POLITICSJune 02, 2026· J.J. Morales

Fake News Sites Are Flooding the Internet Ahead of the 2026 Midterms — And CISA Just Lost $707 Million

The biggest threat to the 2026 midterm elections is not hackers changing vote tallies. It is something far more insidious: a flood of fake news websites designed to make voters doubt whether they can trust anything they read online.

New research from Check Point Software reveals that sophisticated operators have already cloned major media brands — Reuters, the Washington Post, and Fox News — using look-alike domains that can fool even attentive readers. The goal is not to alter ballots. It is to make people stop believing that truth itself can be verified.

The scale is staggering. In January, around 1,300 domains containing the word "election" and just under 3,000 containing "vote" were registered. By mid-April to mid-May, "election" registrations held steady at roughly 1,140 — but "vote" domain registrations surged to approximately 4,010. The shift toward voter-facing language suggests the infrastructure is being positioned for deployment during key moments in the election cycle, then removed before detection systems can catch up.

How the fake sites work Check Point's research shows that these look-alike domains are used for phishing pages impersonating voter information portals, fraudulent donation collection, candidate impersonation, and misinformation distribution designed to mimic official election communications. The sites are professionally constructed, hosted on infrastructure that can be spun up and torn down quickly, and promoted through social media algorithms that reward engagement regardless of accuracy.

The credential exposure problem compounds the risk.
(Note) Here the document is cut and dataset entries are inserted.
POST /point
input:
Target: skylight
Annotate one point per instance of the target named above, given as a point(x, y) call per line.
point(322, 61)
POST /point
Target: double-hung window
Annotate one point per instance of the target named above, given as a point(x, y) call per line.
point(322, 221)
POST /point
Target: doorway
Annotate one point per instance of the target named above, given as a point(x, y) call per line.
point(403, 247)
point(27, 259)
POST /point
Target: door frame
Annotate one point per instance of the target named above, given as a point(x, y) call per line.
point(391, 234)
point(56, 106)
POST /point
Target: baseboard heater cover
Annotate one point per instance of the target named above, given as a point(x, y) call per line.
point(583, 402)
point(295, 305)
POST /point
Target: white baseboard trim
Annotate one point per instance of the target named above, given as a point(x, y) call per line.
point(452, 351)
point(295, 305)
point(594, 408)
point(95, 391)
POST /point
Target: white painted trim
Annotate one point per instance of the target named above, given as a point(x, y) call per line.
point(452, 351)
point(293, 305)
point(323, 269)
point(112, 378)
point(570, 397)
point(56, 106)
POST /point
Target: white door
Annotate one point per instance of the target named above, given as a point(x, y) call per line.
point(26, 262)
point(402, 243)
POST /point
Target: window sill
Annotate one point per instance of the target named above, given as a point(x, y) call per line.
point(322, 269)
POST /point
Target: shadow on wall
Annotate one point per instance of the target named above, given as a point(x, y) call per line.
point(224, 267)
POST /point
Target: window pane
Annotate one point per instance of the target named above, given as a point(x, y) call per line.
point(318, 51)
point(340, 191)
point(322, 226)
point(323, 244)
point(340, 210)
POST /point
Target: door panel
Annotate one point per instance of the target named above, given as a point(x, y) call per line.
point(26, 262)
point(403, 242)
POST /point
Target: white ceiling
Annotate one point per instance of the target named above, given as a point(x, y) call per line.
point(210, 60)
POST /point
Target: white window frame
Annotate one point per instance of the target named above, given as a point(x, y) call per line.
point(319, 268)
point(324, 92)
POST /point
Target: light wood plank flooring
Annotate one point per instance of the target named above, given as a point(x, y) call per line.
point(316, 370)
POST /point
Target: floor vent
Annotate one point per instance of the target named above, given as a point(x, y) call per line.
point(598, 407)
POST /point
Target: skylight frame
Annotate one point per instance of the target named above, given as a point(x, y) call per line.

As of May, Check Point has tracked approximately 9,500 leaked credentials tied to the Democratic fundraising platform ActBlue and 6,500 tied to the Republican equivalent WinRed. These credentials are already available in criminal marketplaces, enabling account takeover, donor fraud, and targeted social engineering attacks against both parties' fundraising operations.

The CISA cut that makes this worse The timing could hardly be worse. The Trump administration has cut $707 million from the Cybersecurity and Infrastructure Security Agency's budget, describing the spending as "weaponization and waste" and "focused on censorship." CISA is the federal agency responsible for protecting election infrastructure, coordinating threat intelligence across states, and providing real-time incident reporting.

Senator Mark Warner, vice chairman of the Senate Select Committee on Intelligence, warned that the cuts leave states to fend for themselves. "While the states are taking valiant and expensive measures to protect their elections, it is impossible for states to independently obtain intelligence, subject-matter expertise, and real-time incident reporting, and information at the scale and speed required to protect state elections from physical and cyber threats."

The result is a dangerous asymmetry: the tools for deception are scaling up rapidly through AI-generated content, cloned media sites, and credential-based attacks, while the federal government's capacity to help states defend against those threats has been deliberately reduced.

Why AI makes this different from 2020 or 2022 Previous election cycles dealt with disinformation, but the AI tools available in 2026 are fundamentally more capable. Large language models can generate convincing articles, social media posts, and even video content at a scale and speed that was impossible two years ago. Deepfake technology has improved dramatically. The fake Reuters and Fox News sites identified by Check Point do not require armies of trolls — a small team with access to AI tools can produce and distribute convincing misinformation across dozens of domains simultaneously.

This is not speculation. Check Point's domain registration data shows the infrastructure being built now, months before the election. The 4,010 "vote" domains registered in a single month represent a significant increase over previous cycles, suggesting that bad actors are preparing for a larger and more coordinated effort than anything seen before.

What this means for you If you are a voter, treat every election-related website with skepticism. Verify that the URL matches the legitimate domain exactly — look-alike sites use subtle misspellings or extra characters. Get your election information directly from official government websites and well-known news organizations. If you are a donor, check your accounts on ActBlue or WinRed regularly and enable two-factor authentication. If you encounter a news story that seems designed to provoke outrage, check whether the same story appears on multiple established outlets before sharing it.

The 2026 midterms will be decided by voters who can distinguish real information from manufactured deception. That distinction is getting harder to make every day, and the federal agency that used to help make it just lost $707 million in funding.